Sparkless Python Test Port Tracker¶

This doc tracks which Sparkless Python tests have been ported to run against robin_sparkless in this repo, which were skipped as duplicates of existing fixtures, and which are deferred (unsupported API or low priority).

Ground truth: Expected results for ported tests come from PySpark (not Sparkless). Use the spark fixture from tests/conftest.py and assert_rows_equal() from tests/utils.py in ported tests.

Why 45 Python tests (and fixture-driven parity)?¶

Sparkless has hundreds of tests (313+ test files, many test methods in parity/dataframe/, parity/functions/, parity/sql/, etc.). Python tests live under tests/ (e.g. tests/dataframe/, tests/functions/); many scenarios are covered by fixture-driven parity (Rust) instead. Rationale:

No duplicates – We skip any scenario already covered by (a) hand-written fixtures in tests/fixtures/*.json, (b) 226 converted fixtures in tests/fixtures/converted/ (from Sparkless expected_outputs), or (c) test_robin_sparkless.py. So e.g. filter (age > 30) and group_by count were not ported again.
Fixture conversion covers many scenarios – The 226 converted JSON fixtures are run as Rust parity tests (cargo test pyspark_parity_fixtures). Those are “ported” as fixture-driven parity, not as separate Python test functions. The 45 Python tests add coverage with inlined or predetermined expectations (no PySpark at test runtime).
API gaps – Many Sparkless tests depend on PySpark APIs Robin does not fully implement: SQL (spark.sql, DDL/DML, subqueries, CTEs, HAVING), RDD (df.rdd, foreach, foreachPartition, mapInPandas, mapPartitions), advanced UDFs (full pandas_udf decorator surface and UDTF; Robin currently supports scalar and column-wise vectorized UDFs via spark.udf().register plus grouped aggregation via pandas_udf(..., function_type="grouped_agg") only in groupBy().agg(...)), catalog (databases, tables, writeTo), streaming (withWatermark, isStreaming), and built-in functions (XML/XPath, sentences, sketch functions, etc.).
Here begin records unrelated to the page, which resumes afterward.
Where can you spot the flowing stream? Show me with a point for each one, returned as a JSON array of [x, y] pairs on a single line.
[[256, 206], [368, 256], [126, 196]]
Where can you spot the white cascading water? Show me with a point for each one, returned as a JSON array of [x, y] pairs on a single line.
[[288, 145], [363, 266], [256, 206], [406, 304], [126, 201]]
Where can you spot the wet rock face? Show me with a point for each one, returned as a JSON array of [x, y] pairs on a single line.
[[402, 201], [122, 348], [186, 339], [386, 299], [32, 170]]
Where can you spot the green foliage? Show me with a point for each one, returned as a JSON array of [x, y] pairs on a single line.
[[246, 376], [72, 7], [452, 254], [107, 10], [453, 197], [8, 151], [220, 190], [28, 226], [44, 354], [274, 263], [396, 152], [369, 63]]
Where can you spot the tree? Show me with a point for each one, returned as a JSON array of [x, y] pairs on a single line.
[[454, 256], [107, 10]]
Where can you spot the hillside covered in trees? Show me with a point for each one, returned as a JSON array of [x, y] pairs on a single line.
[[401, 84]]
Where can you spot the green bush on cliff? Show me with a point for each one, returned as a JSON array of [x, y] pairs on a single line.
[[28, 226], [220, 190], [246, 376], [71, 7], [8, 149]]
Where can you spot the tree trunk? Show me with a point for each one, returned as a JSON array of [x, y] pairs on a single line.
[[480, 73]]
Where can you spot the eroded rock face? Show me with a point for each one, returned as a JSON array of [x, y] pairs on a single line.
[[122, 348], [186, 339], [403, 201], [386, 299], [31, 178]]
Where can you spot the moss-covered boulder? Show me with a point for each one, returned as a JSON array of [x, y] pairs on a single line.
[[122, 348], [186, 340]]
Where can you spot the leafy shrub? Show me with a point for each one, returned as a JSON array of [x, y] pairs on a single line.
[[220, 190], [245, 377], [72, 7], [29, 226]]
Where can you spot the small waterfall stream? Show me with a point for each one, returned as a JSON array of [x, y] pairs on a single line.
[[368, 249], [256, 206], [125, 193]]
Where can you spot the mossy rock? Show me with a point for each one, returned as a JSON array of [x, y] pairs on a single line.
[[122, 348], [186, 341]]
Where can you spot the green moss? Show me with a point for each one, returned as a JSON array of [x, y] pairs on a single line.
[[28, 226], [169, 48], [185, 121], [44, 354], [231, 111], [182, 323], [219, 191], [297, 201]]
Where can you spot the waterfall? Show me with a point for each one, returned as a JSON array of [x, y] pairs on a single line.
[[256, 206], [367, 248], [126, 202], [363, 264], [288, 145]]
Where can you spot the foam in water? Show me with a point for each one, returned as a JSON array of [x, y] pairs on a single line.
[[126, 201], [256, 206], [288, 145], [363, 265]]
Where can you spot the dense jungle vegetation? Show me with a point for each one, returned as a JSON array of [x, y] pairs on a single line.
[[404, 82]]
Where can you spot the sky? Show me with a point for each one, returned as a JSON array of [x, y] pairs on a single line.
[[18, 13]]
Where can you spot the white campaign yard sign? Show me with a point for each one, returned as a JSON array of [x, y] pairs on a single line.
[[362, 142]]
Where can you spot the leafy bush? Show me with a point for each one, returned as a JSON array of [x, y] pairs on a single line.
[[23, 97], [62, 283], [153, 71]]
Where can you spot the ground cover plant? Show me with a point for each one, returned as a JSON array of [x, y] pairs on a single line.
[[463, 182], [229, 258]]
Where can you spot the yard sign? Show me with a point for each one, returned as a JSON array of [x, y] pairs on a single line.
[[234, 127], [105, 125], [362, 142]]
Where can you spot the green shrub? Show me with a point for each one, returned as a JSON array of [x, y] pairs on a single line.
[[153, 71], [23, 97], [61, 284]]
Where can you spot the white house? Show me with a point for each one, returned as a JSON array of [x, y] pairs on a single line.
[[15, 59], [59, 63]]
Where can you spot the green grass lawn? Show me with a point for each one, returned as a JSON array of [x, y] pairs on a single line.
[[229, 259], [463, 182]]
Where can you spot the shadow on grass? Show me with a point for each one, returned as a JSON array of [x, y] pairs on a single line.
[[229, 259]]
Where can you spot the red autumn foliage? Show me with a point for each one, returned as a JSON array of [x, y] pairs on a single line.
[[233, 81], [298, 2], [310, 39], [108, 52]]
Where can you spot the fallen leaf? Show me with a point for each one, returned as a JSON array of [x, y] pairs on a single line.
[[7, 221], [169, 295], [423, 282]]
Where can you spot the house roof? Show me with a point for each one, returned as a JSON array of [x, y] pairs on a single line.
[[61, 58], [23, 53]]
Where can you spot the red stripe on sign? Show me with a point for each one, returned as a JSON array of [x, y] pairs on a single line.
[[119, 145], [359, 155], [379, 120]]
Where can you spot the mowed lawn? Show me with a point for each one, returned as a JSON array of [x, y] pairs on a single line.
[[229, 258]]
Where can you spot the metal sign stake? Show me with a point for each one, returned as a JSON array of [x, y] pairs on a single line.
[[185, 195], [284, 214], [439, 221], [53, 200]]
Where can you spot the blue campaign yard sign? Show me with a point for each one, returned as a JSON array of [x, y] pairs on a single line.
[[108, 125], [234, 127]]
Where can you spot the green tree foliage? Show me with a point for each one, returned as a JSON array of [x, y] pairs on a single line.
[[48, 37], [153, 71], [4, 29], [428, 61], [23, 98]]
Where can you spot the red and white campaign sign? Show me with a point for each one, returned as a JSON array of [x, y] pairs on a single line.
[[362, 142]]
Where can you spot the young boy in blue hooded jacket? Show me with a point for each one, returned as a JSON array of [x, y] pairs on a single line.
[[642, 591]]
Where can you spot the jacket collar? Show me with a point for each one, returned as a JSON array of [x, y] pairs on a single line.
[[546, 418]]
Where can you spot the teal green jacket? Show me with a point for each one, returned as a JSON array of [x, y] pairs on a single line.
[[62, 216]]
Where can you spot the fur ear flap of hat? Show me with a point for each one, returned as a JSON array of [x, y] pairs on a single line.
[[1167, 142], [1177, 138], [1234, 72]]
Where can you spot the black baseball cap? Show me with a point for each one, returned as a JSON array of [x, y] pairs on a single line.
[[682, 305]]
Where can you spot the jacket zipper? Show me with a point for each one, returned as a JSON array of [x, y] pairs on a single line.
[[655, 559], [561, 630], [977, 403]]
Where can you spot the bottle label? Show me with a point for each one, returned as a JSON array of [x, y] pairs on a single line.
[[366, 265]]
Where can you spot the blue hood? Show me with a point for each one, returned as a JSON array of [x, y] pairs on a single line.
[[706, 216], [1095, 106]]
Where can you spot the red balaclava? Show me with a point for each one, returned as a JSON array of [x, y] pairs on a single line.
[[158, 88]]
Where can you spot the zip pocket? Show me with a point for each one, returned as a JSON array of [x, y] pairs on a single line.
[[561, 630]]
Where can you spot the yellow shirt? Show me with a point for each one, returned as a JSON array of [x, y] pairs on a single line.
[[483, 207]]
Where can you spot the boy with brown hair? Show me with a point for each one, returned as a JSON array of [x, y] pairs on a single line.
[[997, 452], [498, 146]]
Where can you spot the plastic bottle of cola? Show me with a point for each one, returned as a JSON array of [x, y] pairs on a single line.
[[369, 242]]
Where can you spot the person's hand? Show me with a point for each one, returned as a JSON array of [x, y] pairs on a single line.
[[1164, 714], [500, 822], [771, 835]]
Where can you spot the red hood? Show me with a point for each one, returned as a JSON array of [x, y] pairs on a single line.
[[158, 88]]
All of these are standard PySpark APIs; see ROBIN_SPARKLESS_MISSING.md (scoped to PySpark parity). Those tests are deferred until Robin supports them.
Initial batch – The port focused on a small set of DataFrame ops Robin fully supports (filter, select, join, groupBy+agg) that were not duplicate coverage. Expanding the port means adding more Python tests for supported ops and/or implementing more APIs and then porting the corresponding tests.

Ported¶

Sparkless test / scenario	Robin test / location	Notes
test_filter_with_boolean (filter salary > 60000)	test_dataframe_parity.py::test_filter_salary_gt_60000
test_filter_with_and_operator	test_dataframe_parity.py::test_filter_and_operator
test_filter_with_or_operator	test_dataframe_parity.py::test_filter_or_operator
test_basic_select	test_dataframe_parity.py::test_basic_select
test_select_with_alias	test_dataframe_parity.py::test_select_with_alias	via with_column + select
test_aggregation (groupBy + avg, count)	test_dataframe_parity.py::test_aggregation_avg_count
test_inner_join	test_dataframe_parity.py::test_inner_join

Skipped (duplicate of existing coverage)¶

Sparkless test / scenario	Existing coverage	Notes
test_filter_operations (age > 30)	fixture filter_age_gt_30, test_filter_and_select	Same scenario.
test_group_by (department count)	test_robin_sparkless.py::test_group_by_count, fixture groupby_count	Same scenario.

Deferred¶

Sparkless test / scenario	Reason
(unsupported API, RDD, streaming, etc.)	List here when a candidate is not ported due to missing API or low priority.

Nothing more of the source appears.